Harvey plucked his penis off Sam's vagina; streaks of red bloodying it. "You really are off your rocker! I say, what does that have to do with anything? Accompany me? Where to?"
"You mentioned about moving to the city," answered Sam, "this way commuting to your University won't be as far, as difficult. I've considered living together with you."
"You're deranged… mad!"
"You're the one who is mad," answered Sam; "do you really suppose you can survive Tertiary Education without my aid? You barely passed High School, and you believe becoming independent is a prime strategy? No, sir, it won't do!"
"Now you can’t just do that,” said he; “there is also this business of your waiting for your parents' instructions too; in getting you back to normal; And wait you must in your apartment here, so you said. And besides, hadn't you said you can’t stand city-people? Something about the them being the modern plague?"

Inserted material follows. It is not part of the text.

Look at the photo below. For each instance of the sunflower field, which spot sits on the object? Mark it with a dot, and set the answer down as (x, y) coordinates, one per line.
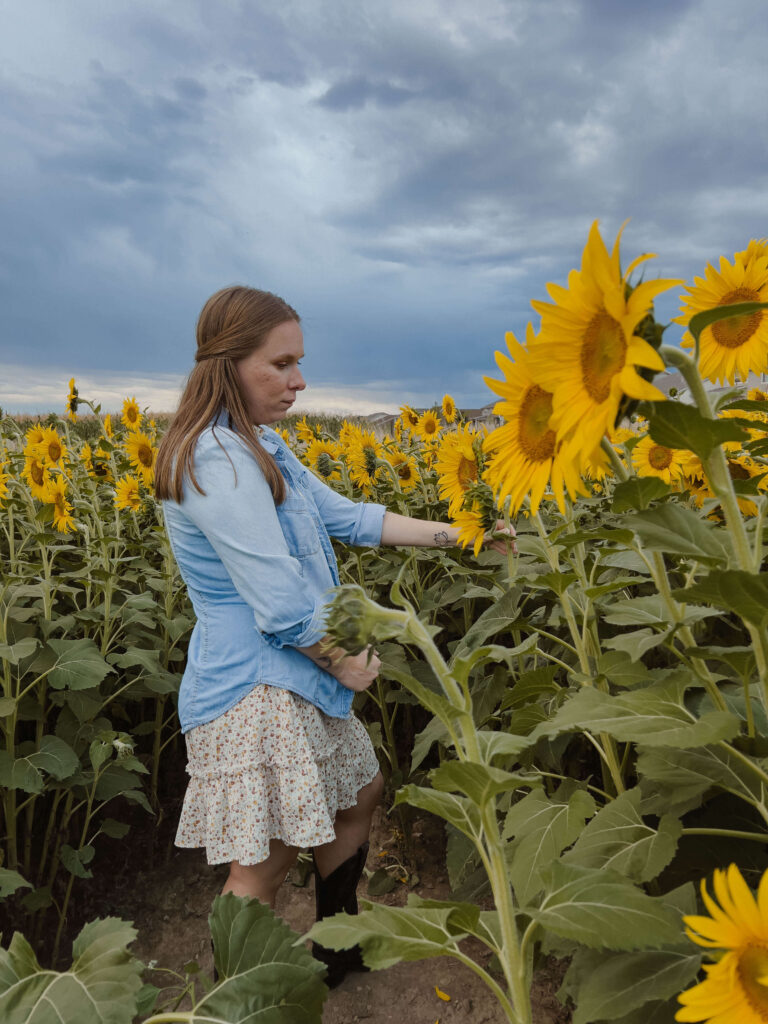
(588, 714)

"I am willing to overlook it. And about my parents' word; they've already sent it," said Sam, frowning a little. "They… they’ve told there is no method in reverting its effects.”
“Oh,” came his abrupt and sad reply, “I apologise, Sammy.”
“I am as I am, old boy,” she then said, with a smile this time, “and I daresay I do not mind this new life of mine. Let changes be, as they are." And here Sam stands up; cleans herself with the mattress, picks up some fresh, clothes from her wardrobe, and grabs for a bright, blue hat from her hat rack. She was all very quick about it.
"I think this would fit me nicely, but I would need to wash first…” said she in front of a tall mirror; “oh, how slow and clumsy you move, Harvey. Tally less! We have a city to run off to."